Je crains fort, car je redoute toujours la conséquence dernière d’un principe, que la théorie du salaire ne reçoive forcément une application plus grave encore. L’indemnité pour la représentation nationale en semble le corollaire rigoureux. Si l’opposition, au lieu de remuer le vieux terrain révolutionnaire où les idées ne germent plus, avait pénétré plus avant dans les mœurs contemporaines, elle aurait compris la puissance de cette donnée plus facile à faire accepter au pays que tant d’autres si vainement émises par elle, et d’une portée bien autrement sérieuse.

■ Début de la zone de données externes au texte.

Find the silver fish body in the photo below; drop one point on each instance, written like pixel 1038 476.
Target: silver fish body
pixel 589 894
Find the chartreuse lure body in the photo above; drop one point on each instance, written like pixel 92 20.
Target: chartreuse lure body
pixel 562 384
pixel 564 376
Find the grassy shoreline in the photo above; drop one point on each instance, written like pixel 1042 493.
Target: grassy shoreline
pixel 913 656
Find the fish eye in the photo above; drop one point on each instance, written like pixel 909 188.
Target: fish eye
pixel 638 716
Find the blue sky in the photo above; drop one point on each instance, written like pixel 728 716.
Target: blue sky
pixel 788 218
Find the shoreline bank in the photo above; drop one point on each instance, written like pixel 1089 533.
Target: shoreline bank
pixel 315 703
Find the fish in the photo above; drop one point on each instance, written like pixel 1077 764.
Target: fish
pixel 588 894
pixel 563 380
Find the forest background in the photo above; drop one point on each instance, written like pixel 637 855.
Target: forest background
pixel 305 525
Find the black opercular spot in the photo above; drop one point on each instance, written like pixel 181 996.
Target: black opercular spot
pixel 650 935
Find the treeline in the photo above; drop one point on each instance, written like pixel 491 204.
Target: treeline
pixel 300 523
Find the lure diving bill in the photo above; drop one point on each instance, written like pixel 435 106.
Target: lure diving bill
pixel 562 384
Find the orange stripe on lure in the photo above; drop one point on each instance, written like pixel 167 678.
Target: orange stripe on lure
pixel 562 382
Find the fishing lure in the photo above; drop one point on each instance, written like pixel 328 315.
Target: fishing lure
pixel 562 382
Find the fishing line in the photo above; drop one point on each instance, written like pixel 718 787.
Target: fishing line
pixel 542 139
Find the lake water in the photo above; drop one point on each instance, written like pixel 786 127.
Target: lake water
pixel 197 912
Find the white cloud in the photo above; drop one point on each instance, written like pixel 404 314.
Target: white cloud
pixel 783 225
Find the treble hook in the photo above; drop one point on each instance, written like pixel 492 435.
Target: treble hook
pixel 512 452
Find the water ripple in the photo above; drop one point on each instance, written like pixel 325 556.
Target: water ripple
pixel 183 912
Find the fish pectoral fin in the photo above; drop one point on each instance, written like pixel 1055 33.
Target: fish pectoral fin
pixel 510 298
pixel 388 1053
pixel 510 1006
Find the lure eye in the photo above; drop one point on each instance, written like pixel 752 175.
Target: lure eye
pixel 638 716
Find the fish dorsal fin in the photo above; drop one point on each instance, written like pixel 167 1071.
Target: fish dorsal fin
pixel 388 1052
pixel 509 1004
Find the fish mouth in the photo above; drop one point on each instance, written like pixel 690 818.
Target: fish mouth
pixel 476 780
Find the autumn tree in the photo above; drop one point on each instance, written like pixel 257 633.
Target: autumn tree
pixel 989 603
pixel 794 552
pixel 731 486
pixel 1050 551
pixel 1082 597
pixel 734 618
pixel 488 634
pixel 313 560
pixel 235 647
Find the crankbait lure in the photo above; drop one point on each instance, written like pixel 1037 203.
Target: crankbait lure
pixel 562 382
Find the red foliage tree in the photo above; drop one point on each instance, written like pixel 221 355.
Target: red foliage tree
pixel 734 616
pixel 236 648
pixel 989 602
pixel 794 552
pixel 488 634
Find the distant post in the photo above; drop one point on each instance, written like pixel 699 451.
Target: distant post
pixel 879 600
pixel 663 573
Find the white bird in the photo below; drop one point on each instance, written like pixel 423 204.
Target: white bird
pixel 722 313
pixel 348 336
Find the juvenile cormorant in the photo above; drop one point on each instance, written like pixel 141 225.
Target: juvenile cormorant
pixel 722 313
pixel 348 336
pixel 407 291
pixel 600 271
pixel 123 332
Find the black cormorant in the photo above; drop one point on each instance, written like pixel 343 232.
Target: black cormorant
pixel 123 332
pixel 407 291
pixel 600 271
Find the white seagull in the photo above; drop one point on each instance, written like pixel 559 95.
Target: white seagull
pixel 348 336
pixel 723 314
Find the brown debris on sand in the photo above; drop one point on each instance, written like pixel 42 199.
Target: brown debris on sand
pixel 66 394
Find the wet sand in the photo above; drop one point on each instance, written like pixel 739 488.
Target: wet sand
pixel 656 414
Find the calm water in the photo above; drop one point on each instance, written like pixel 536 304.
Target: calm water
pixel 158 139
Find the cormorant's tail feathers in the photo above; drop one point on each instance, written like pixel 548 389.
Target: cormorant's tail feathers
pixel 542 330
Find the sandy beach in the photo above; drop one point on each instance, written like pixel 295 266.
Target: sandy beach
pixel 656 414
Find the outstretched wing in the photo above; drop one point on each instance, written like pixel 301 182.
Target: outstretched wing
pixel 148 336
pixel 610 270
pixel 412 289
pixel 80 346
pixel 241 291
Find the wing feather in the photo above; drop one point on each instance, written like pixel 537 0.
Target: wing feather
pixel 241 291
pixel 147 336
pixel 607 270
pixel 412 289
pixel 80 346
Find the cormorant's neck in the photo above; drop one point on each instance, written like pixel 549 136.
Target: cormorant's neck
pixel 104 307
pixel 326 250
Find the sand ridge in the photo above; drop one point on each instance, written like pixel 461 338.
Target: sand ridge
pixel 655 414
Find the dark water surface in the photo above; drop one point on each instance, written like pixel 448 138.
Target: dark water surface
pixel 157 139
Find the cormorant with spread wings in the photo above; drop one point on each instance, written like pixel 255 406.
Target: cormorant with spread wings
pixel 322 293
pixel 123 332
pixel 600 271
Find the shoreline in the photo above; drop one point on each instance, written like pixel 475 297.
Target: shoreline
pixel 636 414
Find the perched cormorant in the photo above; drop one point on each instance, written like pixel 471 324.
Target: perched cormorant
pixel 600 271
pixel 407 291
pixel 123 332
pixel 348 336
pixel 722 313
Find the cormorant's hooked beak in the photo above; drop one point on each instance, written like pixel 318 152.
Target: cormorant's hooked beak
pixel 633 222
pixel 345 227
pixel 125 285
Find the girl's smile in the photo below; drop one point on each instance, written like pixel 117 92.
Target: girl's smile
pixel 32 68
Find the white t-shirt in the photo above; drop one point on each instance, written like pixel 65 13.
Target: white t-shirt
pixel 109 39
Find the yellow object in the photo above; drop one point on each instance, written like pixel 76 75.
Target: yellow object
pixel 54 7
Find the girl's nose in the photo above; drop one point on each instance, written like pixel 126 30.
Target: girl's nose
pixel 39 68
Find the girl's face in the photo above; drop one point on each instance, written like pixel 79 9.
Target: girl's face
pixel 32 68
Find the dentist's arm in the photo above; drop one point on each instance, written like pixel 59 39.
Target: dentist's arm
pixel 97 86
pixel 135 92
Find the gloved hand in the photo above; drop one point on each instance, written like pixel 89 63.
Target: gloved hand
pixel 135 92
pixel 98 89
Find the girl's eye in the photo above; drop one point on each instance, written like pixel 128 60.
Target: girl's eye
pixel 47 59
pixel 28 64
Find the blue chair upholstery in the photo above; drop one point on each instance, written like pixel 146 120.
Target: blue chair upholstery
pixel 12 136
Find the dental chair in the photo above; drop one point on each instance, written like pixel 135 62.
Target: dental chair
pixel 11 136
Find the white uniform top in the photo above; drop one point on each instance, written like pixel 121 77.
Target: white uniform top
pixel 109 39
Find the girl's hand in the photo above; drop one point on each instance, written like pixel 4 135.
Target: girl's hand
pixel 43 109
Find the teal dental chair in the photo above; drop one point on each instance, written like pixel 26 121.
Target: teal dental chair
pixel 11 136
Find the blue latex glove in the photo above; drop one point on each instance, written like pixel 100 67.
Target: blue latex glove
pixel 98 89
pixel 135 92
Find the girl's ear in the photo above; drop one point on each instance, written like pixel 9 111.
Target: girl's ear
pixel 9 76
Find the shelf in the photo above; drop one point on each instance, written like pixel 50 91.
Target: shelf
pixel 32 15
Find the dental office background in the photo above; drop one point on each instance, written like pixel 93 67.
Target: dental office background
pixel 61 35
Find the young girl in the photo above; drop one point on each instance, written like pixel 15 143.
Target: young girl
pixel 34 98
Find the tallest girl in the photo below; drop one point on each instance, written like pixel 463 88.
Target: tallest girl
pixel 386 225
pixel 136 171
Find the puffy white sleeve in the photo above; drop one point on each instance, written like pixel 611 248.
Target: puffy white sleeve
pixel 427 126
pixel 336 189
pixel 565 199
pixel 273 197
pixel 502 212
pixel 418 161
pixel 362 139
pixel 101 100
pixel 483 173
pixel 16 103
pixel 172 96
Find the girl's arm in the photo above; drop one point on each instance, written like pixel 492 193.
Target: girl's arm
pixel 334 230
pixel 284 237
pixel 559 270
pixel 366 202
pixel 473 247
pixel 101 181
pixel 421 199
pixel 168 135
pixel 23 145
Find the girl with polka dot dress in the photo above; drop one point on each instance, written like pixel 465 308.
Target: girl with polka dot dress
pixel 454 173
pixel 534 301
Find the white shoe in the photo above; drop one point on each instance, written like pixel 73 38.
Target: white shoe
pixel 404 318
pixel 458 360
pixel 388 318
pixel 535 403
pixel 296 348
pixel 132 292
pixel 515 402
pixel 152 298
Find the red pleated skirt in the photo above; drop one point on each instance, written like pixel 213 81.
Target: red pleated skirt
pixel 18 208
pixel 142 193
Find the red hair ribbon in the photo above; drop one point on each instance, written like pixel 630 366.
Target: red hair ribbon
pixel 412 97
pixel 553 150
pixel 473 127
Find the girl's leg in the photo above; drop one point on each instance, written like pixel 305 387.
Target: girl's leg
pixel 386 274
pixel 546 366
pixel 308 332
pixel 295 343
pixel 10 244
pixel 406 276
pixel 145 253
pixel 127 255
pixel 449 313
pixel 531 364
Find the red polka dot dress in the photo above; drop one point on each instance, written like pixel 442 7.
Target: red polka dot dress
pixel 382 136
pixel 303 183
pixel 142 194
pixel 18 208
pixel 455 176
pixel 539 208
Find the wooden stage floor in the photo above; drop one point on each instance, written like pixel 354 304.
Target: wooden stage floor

On vient de dire que, relativement aux fonctions publiques, la France était placée sur une pente analogue à celle des États-Unis : ajoutons pourtant qu’avec le principe électif, base désormais consacrée de nos institutions politiques et administratives, semble devoir se combiner de plus en plus un autre principe destiné à devenir en même temps son complément et son contrepoids. Je veux parler du concours ou de l’épreuve scientifique. Cette épreuve est déjà l’initiation obligée à beaucoup de carrières, et cette initiation tend à se généraliser graduellement. Ce principe n’a rien d’américain ; il appartient essentiellement à l’Europe et au gouvernement de la bourgeoisie : c’est le droit de l’intelligence légalement reconnu, c’est la concurrence introduite dans le domaine de la pensée. Peut-être l’avenir verra-t-il l’épreuve scientifique imposée comme condition d’éligibilité aux divers degrés de la hiérarchie, soit politique, soit administrative. Alors la souveraineté nationale trouverait toujours une limite hors d’elle-même, et le droit constitutionnel de l’Europe serait fondé en regard de celui de l’Amérique.